You should also broaden your financial assessment to longer-term goals as you commit to investing regularly. Our financial needs, priorities, and goals tend to change as we progress through different phases of our lives. Life-stage investing therefore involves tailoring your investment strategy to each stage of your life.

We can broadly divide our lives into four stages. At Stage 1, we’re in our early career phase. In our 20s and early 30s, most of us do not have much financial capital, as we have only just started drawing a salary from work. This makes it the perfect time to think about long-term investments. You can better harness the power of compound interest at this stage of your life. You can also tolerate riskier investments that, over long periods of time, are most likely to generate higher returns after riding through the ups and downs of the market.

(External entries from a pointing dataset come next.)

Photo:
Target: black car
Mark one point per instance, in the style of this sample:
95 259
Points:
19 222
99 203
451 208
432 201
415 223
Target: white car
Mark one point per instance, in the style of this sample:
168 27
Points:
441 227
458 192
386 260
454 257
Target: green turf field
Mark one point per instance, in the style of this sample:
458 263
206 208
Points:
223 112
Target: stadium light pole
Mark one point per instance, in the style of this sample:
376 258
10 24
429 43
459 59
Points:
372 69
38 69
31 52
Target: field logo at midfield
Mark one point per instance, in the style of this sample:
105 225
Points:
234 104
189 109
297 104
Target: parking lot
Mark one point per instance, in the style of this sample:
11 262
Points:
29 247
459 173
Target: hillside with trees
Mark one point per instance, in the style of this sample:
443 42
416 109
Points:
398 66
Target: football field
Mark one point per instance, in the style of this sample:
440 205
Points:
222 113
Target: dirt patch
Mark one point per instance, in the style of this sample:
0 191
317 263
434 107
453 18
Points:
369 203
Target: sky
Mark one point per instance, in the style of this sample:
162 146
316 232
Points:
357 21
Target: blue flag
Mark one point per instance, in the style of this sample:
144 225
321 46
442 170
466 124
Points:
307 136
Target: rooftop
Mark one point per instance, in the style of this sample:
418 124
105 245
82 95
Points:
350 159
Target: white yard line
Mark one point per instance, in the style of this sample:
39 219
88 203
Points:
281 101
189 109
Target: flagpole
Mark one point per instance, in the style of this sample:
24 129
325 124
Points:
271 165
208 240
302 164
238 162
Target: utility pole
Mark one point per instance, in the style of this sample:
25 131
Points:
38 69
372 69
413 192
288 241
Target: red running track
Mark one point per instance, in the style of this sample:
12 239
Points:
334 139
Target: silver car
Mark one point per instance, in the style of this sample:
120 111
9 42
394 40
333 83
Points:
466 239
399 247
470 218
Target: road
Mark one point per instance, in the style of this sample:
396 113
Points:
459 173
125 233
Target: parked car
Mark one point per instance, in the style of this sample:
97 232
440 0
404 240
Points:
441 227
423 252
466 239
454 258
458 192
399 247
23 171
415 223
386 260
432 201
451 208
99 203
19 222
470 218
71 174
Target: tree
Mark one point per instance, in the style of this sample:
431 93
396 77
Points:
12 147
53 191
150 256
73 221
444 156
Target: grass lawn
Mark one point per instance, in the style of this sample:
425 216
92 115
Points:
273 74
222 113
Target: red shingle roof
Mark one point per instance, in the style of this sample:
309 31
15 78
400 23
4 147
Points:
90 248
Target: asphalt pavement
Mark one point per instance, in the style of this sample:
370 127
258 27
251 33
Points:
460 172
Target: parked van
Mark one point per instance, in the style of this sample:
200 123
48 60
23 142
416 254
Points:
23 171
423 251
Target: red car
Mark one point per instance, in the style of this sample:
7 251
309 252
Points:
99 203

Have separate investment portfolios for your short-term and long-term goals. The difference lies in the risk profile and investment horizon, which guide the asset allocation. If you aim to make a downpayment for your first home in the near future, that portfolio should have a higher weighting in safer assets such as bonds and money market funds. For longer-term goals like retirement, the portfolio could have a 70 to 90 per cent allocation into equities, depending on your risk tolerance.

At Stage 2, we’re at our mid-career point. We usually reach our peak earnings years in our 40s and 50s, with more substantial capital, and likely more complex financial needs and goals than before.

Mid-career investors, as the “sandwich generation”, often juggle the competing financial demands of their children and ageing parents. These may include the costs of the children’s higher education and parents’ healthcare, on top of their own retirement savings.

Ensuring you and your dependants have adequate insurance coverage is one of the important considerations at this life stage. It is also prudent to build an emergency fund for scenarios such as job loss and major illnesses. Be cautious, too, that you do not let “lifestyle creep” eat into your savings.

Your portfolio at this stage should still include higher-risk assets with the potential for greater returns, because you still have several more decades to draw on your portfolio. You may also wish to start taking on more low-risk investments when you’re in your 50s. This may involve reducing the proportion of stocks in the portfolio while slightly bumping up the allocation to high-quality bonds and medium-to-low risk funds, for example.

At Stages 3 and 4, you can prepare for retirement.

Take a closer look at the viability of your portfolio and your retirement plan, including the decumulation strategy. Recalibrate them if necessary. Possible options include topping up your CPF account, channelling more of your income to savings, or delaying retirement for a few more years.

Shifting allocations towards lower-risk assets, such as short-term and intermediate-term high-quality bond funds, can safeguard your portfolio’s value even if it may not earn you robust returns. Then, spend wisely and withdraw at a rate that allows you to enjoy your golden years and also ensures the longevity of your portfolio.

So, spring clean your investments in 2023. For peace of mind in the new year, commit to strengthening your finances to meet your investing goals through the decades.